There appear to be three different types of modified risk or reduced exposure applications that will be submitted to the FDA via Section 911 of the FSPTCA:
- those comparing a smokefree tobacco product to cigarettes,
- those comparing a cigarette to other cigarettes, and
- those comparing a smokefree product to other smokefree products.
Existing scientific evidence indicates that all cigarettes pose similar morbidity and mortality risks, and that all smokeless tobacco products marketed in the US pose similar morbidity and mortality risks. So additional evidence is needed before one cigarette can be determined to be less hazardous than another, and more evidence is needed before one smokeless tobacco product can be determined to be less hazardous than another.
In sharp contrast, many decades of scientific evidence confirms that daily use of smokefree tobacco products marketed in the US and Sweden pose about 99% fewer mortality risks than cigarette smoking, and that switching to smokefree tobacco products reduces a smoker’s mortality risks nearly as much as quitting all tobacco/nicotine. Nonsmokers are also exposed to less tobacco smoke when smokers switch to smokefree alternatives.
Since >99% of all tobacco attributable deaths in the US are caused by the repeated inhalation of tobacco smoke, while <1% are caused by the use of noncombustible tobacco products, it is vitally important for this committee to acknowledge these exponential differences of risk and encourage the FDA to incorporate this into the establishment of criteria for evaluating modified risk and reduced exposure tobacco product applications.
In the absence of reduced risk marketing claims, population surveys confirm that several million smokers have already switched to smokeless tobacco products even though the vast majority of smokers inaccurately believe that smokeless tobacco is just as hazardous as cigarettes. So smokeless tobacco products have already saved more lives (of smokers) than could be offset even if every non-tobacco user in America begins to use smokeless tobacco.Even if many more non-tobacco users begin using smokeless tobacco products, the truthful marketing of smokefree tobacco products as lower risk or reduced exposure alternatives to cigarettes can only further reduce tobacco morbidity and mortality (to a meaningful degree).

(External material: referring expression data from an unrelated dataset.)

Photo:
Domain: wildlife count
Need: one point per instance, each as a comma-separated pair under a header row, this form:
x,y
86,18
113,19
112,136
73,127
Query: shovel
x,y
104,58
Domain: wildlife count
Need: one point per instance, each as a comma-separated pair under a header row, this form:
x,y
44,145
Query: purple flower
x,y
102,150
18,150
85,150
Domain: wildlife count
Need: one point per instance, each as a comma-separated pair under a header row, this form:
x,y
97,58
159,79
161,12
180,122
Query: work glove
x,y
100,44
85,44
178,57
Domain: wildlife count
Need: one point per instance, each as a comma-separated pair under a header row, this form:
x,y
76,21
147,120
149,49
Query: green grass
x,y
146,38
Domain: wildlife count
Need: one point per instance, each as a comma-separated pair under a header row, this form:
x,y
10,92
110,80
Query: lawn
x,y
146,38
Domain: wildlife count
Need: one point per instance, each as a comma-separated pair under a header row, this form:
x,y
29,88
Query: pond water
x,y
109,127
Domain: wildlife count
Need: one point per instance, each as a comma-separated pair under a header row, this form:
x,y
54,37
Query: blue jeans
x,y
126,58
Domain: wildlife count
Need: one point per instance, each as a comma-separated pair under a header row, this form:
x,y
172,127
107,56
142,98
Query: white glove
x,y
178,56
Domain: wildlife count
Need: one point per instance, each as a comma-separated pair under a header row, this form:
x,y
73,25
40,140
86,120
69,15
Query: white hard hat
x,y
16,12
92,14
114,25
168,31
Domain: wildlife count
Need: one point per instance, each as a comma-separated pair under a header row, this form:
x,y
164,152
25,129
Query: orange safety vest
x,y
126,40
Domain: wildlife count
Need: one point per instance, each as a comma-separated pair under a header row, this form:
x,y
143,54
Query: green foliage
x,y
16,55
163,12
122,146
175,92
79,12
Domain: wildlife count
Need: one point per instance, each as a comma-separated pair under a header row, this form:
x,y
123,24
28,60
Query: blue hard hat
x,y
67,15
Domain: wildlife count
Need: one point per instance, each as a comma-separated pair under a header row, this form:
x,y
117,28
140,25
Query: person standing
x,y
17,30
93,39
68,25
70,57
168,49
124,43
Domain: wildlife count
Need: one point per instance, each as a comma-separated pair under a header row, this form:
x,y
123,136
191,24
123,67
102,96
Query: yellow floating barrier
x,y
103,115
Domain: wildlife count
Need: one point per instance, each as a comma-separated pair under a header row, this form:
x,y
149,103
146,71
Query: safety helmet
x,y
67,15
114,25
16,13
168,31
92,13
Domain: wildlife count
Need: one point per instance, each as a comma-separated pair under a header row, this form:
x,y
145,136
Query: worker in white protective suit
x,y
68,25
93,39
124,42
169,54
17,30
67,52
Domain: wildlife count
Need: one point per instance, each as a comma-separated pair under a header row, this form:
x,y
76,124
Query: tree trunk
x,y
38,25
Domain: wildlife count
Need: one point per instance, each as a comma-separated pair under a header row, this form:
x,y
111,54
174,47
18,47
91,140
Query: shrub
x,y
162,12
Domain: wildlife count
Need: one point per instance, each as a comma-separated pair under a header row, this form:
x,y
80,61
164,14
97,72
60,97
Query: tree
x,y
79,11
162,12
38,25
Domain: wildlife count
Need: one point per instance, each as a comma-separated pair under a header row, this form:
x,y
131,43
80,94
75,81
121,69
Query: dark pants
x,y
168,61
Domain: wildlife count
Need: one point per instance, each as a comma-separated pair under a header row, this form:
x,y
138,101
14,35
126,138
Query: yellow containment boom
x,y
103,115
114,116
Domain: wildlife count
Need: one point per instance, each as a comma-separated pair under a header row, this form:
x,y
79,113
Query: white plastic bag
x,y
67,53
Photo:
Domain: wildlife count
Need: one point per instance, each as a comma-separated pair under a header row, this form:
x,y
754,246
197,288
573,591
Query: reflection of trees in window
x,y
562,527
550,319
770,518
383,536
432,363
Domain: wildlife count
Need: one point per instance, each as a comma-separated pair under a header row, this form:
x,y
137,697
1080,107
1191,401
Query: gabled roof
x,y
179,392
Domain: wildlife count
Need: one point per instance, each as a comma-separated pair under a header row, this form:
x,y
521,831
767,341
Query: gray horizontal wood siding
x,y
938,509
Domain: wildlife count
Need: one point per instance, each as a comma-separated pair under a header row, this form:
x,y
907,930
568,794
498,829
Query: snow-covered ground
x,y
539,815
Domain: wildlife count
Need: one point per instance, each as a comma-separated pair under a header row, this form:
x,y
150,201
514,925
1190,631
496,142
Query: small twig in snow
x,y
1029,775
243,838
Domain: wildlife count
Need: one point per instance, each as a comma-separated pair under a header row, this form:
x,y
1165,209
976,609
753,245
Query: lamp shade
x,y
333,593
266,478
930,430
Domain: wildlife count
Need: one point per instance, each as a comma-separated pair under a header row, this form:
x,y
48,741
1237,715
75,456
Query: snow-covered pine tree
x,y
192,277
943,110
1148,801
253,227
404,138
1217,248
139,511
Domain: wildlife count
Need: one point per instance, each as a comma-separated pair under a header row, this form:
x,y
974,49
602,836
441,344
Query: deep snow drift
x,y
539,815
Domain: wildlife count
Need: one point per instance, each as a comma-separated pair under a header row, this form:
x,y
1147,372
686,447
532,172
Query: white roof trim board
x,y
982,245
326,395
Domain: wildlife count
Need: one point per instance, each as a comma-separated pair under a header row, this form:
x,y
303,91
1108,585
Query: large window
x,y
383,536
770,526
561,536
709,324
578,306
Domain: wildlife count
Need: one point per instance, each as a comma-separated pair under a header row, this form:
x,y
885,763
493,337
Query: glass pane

Therefore, this committee should encourage the FDA to not require new costly studies for a smokefree tobacco product to claim it is less hazardous than cigarettes. But post-market surveillance would be helpful.
Requiring additional scientific studies before a company can make these types of modified risk or reduced exposure claims would be a “truth tax” for far less hazardous smokefree alternatives, would unfairly protect cigarettes from market competition by lower risk alternatives, and would threaten instead of improve public health.
Once the FDA begins approving truthful modified risk or reduced exposure claims for smokeless tobacco products compared to cigarettes, the agency also will be prompted to evaluate and eliminate the 25 year old intentionally misleading Congressionally mandated warning on smokeless tobacco products and advertisements stating: “This product is not a safe alternative to cigarettes,” which has confused most smokers to believe that smokefree products are just as hazardous as cigarettes.
Please remember that smokers have a human right to accurate and relevant health information and legal access to far less hazardous alternatives. The IOM and FDA should ensure that.